An L.A. prosecutor's career collapses when she fails to convict an A-list actor of a double murder. Eight years on, the same celebrity is suspected of killing again, and she's pulled back into the case for another shot at justice.
Created by Marcia Clark, the lead prosecutor on the O.J. Simpson trial, alongside Elizabeth Craft and Sarah Fain, The Fix is a ten-episode legal drama for ABC, with the Los Angeles backdrop sitting at the centre of the story. Robin Tunney leads the cast as Maya Travis, opposite Adewale Akinnuoye-Agbaje as Sevvy Johnson.
Future Associate delivered 150+ VFX shots across the series. The work was largely 2D: bluescreen compositing, screen replacements, label changes, matte painting and digital cosmetic work, building out the world around the actors and grounding studio coverage in the locations the story called for.

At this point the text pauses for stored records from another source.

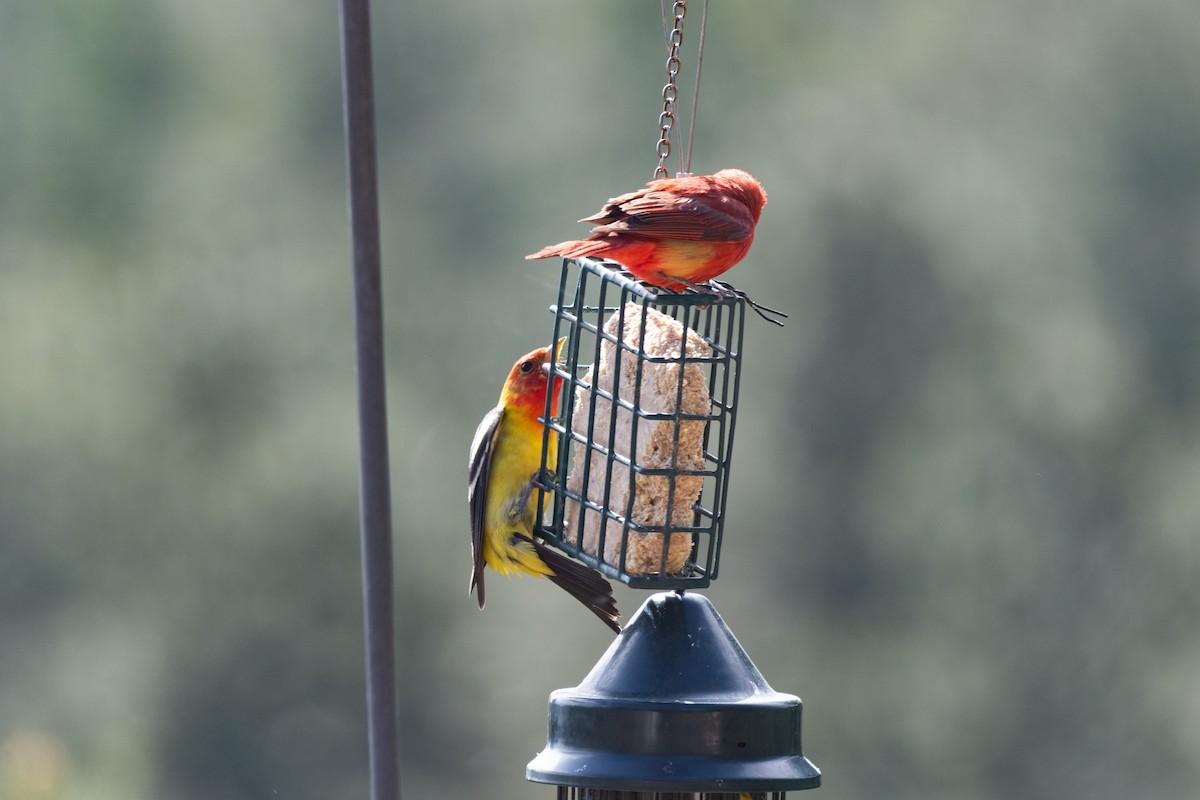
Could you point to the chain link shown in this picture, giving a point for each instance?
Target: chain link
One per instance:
(670, 92)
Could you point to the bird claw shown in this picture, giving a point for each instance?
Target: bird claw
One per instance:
(727, 292)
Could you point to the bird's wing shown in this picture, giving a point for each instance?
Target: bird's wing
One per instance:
(667, 215)
(479, 470)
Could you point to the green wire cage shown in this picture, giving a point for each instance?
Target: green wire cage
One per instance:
(645, 431)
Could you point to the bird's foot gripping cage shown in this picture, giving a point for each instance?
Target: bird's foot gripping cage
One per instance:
(637, 461)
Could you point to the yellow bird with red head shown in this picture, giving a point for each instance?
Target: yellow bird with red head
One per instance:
(505, 461)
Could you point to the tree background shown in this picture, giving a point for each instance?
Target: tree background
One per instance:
(966, 493)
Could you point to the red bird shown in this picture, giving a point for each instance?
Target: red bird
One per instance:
(677, 232)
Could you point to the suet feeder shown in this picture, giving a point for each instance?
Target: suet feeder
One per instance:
(646, 426)
(673, 709)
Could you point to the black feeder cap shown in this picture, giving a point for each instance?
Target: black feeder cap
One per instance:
(675, 705)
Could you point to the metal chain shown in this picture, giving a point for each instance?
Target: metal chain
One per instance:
(670, 92)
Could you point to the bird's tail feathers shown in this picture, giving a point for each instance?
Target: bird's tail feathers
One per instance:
(583, 583)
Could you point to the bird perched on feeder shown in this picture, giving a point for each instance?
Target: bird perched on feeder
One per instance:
(505, 462)
(676, 233)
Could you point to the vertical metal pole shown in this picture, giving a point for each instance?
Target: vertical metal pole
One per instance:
(375, 501)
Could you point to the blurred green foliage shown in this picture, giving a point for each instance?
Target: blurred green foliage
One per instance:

A pivotal dialogue scene plays out between two characters parked on a rooftop car park. The car interior was shot in studio against bluescreen, with production providing background plates captured on a real rooftop. Our task was to bring the two together, placing the actors convincingly inside the location.
The compositing challenge sat in the glass. Many of the shots look through the back windscreen and the front windscreen simultaneously to find the actors inside, meaning we were working through multiple layers of glass and the reflections that came with them. Surface reflections on the body of the car needed to read correctly against the new background, and the through-glass views had to hold up under scrutiny. The same scene plays out in standard two-shot and profile coverage as well: over-the-shoulder and side-on angles where we composited the surrounding car park, buildings and skyline through the windows. Across the cut, the geography needed to stay consistent so the scene reads as a single continuous moment rather than a collection of studio takes.
An interior bathroom scene called for a view out to a sunset sky over the ocean. The bathroom was shot in studio with bluescreen rigged outside the windows, and we composited in a sunset and ocean plate supplied by production: a moving plate, with water actively rolling across the horizon line. The work runs across multiple windows and angles in the sequence, with the ocean view continuing seamlessly through each, holding the time of day and the sense of place consistent across the cut.
A character pours a whiskey, and the camera moves around the bottle as the action plays. The bottle on set was Glenfiddich, and the label needed to be replaced with a fictional brand for clearance.
A static label swap is straightforward. A label swap on a bottle the camera is actively orbiting is not. We 3D camera-tracked the bottle so the replacement label could be locked to its surface across every frame, holding through the move without slipping.
Production had dressed an interior to read as the FBI, with signage on the walls identifying the federal building. To lift the production value and finish the location properly, we added a bronze FBI seal on the floor as a digital matte painting.
The detail that sells a matte painting like this is the surface response. The seal isn't a single material: the field is matte and flatter, while the text and central insignia are polished and far more reflective. We varied the specularity across the painting accordingly, so the lettering and insignia caught the light in the scene and read clearly while the surrounding bronze sat back. That contrast between matte and shiny is what makes the seal feel embedded in the floor rather than laid on top of the plate.
A scene played out with characters sitting close to a large television screen, with the screen lit blue on set. The blue light infected everything around it, spilling onto the actors' faces, hands and clothing, and the reverse coverage was where the problem hit hardest, with leads reading blue across the skin.
The fix was a heavy despill and skin tone restoration on the actors, with careful attention to the eyes and lips so we weren't stripping out the natural blue tones that belong there. On the TV screen itself, we composited in news reader footage and accompanying news graphics supplied by production. A practical lamp sitting near the TV cast a reflection across the screen that needed to survive the replacement. We preserved that reflection through the comp so the new screen content sat in the room properly rather than reading as a flat insert.